The color of sky, the rush of waves—every aspect of the earthly sensuous could draw us into a relationship . . .And from all of these relationships, our collective sensibilities were nourished.

Perhaps you have begun to experience your senses more vividly on your morning walks or daily gardening . . . . been touched by the sunrise and birdsong on morning walks . . . the nourishment of otherness.  

Right now we can imagine the lights glowing in living beings around the planet.  All of us living with the knowledge that our lives utterly depend on each other.  

Right now we are alone together.  We are practicing awareness and compassion that goes beyond the mind . . . we are retreating from the many ways we habitually lived in the world.  Our physical environments have gotten smaller . . . and perhaps our hearts and minds have gotten more spacious.  As we relinquish old habits and notions of how to live – perhaps our needs have grown smaller.  Perhaps what we truly value has emerged more clearly.  

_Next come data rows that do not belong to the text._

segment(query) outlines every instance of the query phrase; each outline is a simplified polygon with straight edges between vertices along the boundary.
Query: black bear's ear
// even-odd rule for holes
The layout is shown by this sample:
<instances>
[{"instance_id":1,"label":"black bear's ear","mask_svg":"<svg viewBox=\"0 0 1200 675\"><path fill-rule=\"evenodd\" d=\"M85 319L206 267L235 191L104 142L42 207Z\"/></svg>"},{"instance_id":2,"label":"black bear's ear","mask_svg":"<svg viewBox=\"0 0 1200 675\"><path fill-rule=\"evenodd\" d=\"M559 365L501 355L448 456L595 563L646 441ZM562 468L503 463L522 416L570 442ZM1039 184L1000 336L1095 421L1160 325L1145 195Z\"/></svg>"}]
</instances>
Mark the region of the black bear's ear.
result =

Are we experiencing confinement or spiritual retreat?  Wildlife activist and author, Boyd Varty, observes the way we transition from one state to the next many times a day.  He is currently on a 40 day solitary retreat living alone in a tree-house on the Londolozi Game Preserve in South Africa.  He describes his experience of being “totally overrun” by anxiety, an “old” anxiety that has nothing to do with his current circumstances.  He recognizes these deeper feelings emerge in stillness.  

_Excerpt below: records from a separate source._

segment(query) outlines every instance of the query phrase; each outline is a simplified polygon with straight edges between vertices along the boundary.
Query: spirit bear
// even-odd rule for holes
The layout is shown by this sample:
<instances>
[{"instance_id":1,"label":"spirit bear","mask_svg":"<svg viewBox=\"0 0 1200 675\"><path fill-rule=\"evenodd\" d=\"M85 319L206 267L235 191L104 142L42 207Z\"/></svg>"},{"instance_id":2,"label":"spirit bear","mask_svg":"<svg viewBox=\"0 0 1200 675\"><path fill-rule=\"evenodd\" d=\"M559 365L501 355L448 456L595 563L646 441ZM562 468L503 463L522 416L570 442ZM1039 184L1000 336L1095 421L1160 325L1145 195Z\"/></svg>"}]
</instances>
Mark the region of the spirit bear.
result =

Right now we are witnessing what happens when we transition from life as we knew it to a different life that we are creating every day.  The “transition from community to solitude, from busy to still . . . from distraction to presence.”  We have an opportunity to evaluate the many ways we distract ourselves from what is deeper.   Boyd suggests:

. . . if you give yourself a moment to think of all the head space that goes into your general appearance and how you present yourself to the world each day . . . well there is none of that . . . then you might think of the time you spend thinking about food, seeing people to eat food, . . .  little treats you might have for yourself, . . . patterns of soothing, bonding patterns . . . In solitude those places that are very important but keep us from deeper levels – they totally fall away . . . as a world class distracter I really feel the absence of the things I distract myself  into . . . there is something beautiful about it and there is also something quite terrifying . . .

How do we live with our “old anxiety” as it springs to life in response to the uncertainty and stress of today?  Boyd describes his experience:

. . .  as the anxiety comes up I get anxious about time and I get anxious about being anxious and then judging the anxiety makes me anxious . . . 

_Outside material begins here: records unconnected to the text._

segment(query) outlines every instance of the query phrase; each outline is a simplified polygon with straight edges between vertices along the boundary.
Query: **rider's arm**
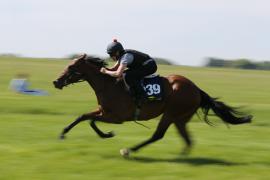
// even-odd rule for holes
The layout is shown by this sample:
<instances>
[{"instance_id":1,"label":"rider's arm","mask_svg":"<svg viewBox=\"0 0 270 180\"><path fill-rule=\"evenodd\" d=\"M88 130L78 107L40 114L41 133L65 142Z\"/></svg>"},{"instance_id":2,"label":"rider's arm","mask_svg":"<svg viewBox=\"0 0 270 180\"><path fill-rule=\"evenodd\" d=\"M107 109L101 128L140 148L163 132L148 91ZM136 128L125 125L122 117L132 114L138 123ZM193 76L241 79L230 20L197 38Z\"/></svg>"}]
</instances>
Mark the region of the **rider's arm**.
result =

. . .  thanks to having some of Thich Nhat Hanh’s books here – I spent the day rather than trying to get out of the anxiety with distraction . . . tracking. . . running . . . I simply acknowledged it . . and I allowed it to have its life . . . I took my anxious self and I sat with anxiety and I was kind to it I allowed it to be there and by doing that – it took some time – but slowly through . . . loving kindness meditation . . being kind to myself for being anxious, being kind to the anxiety itself asking it where it came from . . . asking it what it’s trying to show me and just noticing  . . .

.  . . and if there was an insight to the day it was perhaps finding that surrender is asking for more courage than action  – surrender is asking for more courage than action.

. . . maybe this is the great gift of all our isolation: for a moment we can actually be still enough to let it all arise in kindness instead of  trying to distract ourselves from it.  Maybe what we’re being asked for is to just wherever we are on this day we let it be what it is . . .

We – too – can  surrender – we can be still enough to let it life experience arise in kindness instead of trying to distract ourselves from it.  I bow deeply to the courage of surrender of those many in retreat and the courage of those many who are ministering on the front lines.